I've been feeling rather...unmotivated to blog. I dislike that feeling, and feel I shall try my best to put an end to it by pretending that I am motivated to blog, or, write for that matter.
I have this leather journal that I've unofficially told myself to finish writing in before the year is out. My aunt gave it to me when I graduated high school...but have I even gotten halfway in writing in it since then? Noooo. I can't seem to pull it together. But I shall persevere. I hope.
I feel that my life's general focus as of late is job and anything related to job, (including the mental duress that comes with finalization and scheduling and being a grownup), healing up to work (I had laparoscopic surgery a couple weeks ago), choosing weekends to see my boyfriend (Jesus loves me, and him, so He'll make the visits work out beautifully), helping my mom homeschool by teaching my little first grade brother (it's hilarious, try it sometime because little brothers are brilliant), and rearranging and organizing my room (my sister moved on campus).
So yep. I kind of feel that all my life has consisted of since moving down here is finishing school, making money, squeezing in visits here and there, and living at home. There are so many blessings and good things that have happened, but sometimes I wish this season will pass. However, as soon as I wish that, I pray for the grace, for something, anything, to keep me grounded and focused on the present.
I used to worry about the future. A lot. My boyfriend says I still do and that I need to snap out of that phase, per se. It's awful to sit around and worry about what's going to happen (which we have seriously zero clue about half the time; God always likes to throw in a surprise or two), but it's even worse to think. And overthink. And overthink so much that you become ungrateful for what's right there in the present, the now. I have had so many great and wonderful experiences in my life that sometimes, I lose sight of what's right in front of me and I begin to dwell on the past, and the lack of it in my life, if that makes sense.
"I miss fall. And bonfires. And chilly nights. Man, I wish I still had that."
"I miss choir. I sang as a soprano for 11 years. I just die when I hear sacred music because that's what I used to sing!"
"I miss eating whatever I wanted. I mean I didn't feel the greatest, but my appetite was sated."
"I miss being at college and taking college courses."
"I miss friends.

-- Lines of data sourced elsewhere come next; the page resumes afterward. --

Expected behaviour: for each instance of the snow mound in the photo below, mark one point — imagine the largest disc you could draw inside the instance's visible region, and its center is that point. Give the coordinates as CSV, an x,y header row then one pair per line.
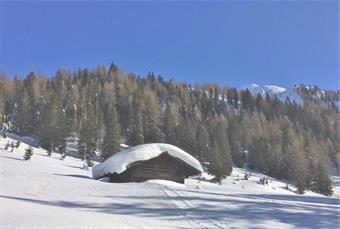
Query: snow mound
x,y
119,162
281,93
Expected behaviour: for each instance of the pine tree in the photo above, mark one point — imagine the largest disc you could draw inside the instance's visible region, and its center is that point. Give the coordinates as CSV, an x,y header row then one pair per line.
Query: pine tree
x,y
136,135
202,143
169,124
218,165
321,182
111,140
28,153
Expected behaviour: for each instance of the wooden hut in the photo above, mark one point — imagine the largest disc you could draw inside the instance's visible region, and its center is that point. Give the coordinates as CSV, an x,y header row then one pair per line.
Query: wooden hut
x,y
163,161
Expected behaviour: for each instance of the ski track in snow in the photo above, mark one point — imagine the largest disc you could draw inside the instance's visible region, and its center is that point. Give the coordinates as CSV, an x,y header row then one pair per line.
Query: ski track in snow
x,y
185,205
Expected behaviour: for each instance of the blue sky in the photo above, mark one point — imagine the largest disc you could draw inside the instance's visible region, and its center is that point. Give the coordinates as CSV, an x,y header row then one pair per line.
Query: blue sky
x,y
228,42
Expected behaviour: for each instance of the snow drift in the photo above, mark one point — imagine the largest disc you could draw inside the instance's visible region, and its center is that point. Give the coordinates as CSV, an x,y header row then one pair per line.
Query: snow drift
x,y
119,162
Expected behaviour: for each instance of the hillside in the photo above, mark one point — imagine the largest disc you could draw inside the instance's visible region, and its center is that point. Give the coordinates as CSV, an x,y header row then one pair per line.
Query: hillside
x,y
47,192
294,138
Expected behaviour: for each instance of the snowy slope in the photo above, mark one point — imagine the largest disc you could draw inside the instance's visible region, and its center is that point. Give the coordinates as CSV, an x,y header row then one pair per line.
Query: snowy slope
x,y
50,193
280,92
121,161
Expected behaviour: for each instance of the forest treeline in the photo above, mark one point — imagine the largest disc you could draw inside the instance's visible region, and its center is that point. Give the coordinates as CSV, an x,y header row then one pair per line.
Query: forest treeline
x,y
220,126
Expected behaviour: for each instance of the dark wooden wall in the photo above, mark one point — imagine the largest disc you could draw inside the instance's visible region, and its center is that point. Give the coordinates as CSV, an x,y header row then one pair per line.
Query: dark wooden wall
x,y
163,167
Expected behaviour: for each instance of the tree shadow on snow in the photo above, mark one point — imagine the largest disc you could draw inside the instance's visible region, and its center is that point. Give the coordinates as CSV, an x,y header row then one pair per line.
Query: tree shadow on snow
x,y
73,175
13,158
310,212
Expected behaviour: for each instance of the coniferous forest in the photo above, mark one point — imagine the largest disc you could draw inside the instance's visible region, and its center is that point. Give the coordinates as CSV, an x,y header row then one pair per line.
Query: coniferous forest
x,y
220,126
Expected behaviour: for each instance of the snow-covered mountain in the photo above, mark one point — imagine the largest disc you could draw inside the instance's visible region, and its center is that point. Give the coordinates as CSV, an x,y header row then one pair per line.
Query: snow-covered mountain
x,y
280,92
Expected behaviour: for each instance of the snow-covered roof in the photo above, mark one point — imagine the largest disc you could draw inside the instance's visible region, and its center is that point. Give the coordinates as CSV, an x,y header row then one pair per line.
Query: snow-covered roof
x,y
119,162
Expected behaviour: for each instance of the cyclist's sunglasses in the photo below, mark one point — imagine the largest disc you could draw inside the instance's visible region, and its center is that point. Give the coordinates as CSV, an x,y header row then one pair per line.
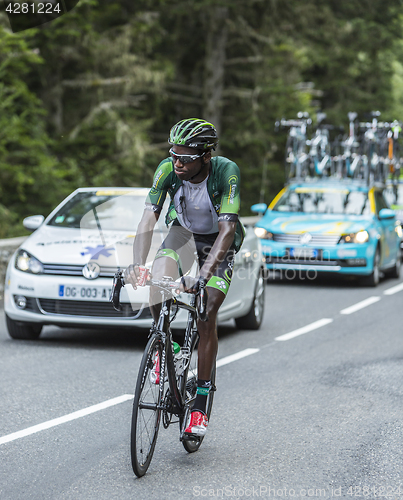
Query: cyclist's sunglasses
x,y
184,158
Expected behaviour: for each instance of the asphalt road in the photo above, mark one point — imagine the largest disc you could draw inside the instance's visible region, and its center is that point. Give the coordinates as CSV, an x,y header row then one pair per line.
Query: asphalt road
x,y
315,411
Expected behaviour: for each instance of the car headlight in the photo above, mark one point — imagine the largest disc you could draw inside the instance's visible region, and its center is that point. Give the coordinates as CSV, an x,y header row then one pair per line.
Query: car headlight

My friends."
And I sound like an ungrateful little wretch! They are all good things to miss, but to go on and on and on about them? Replaying those good times in your head that you fail to make even better times? I oftentimes forget that today is a new day, and it's up to The Lord (and my best efforts to get out of my comfort zone) to make it better than the day before. As my mom always says, especially when someone in my family has made a mistake (aka me), "Now what lesson did you learn from this? How can you grow? Jesus has you alive on this earth for a purpose, and He will do great things through you if you let Him!"
She also tells me to get out of my comfort zone, and has made me put on my to-do list: make friends.
She's the best mom ever, FYI.
Next to Mama Mary, that is.
Anyways. My pinky just awkwardly fell asleep....sorry for that update. But it's weird. Like me. I seriously struggle with breaking the habit of missing things so much that the days go by and I don't realize it. I need to enjoy right now, but sometimes, I just feel that I can't.
It's like writing though...once you force yourself to start, you just start going and soon it will not be forced. Willful beginnings, I suppose. The will is stronger than my emotions, or lacktherof, and it is stronger than my laziness and unmotivation. So all I ask is this: pray for me to have the strength to willfully begin again (cue TSwift).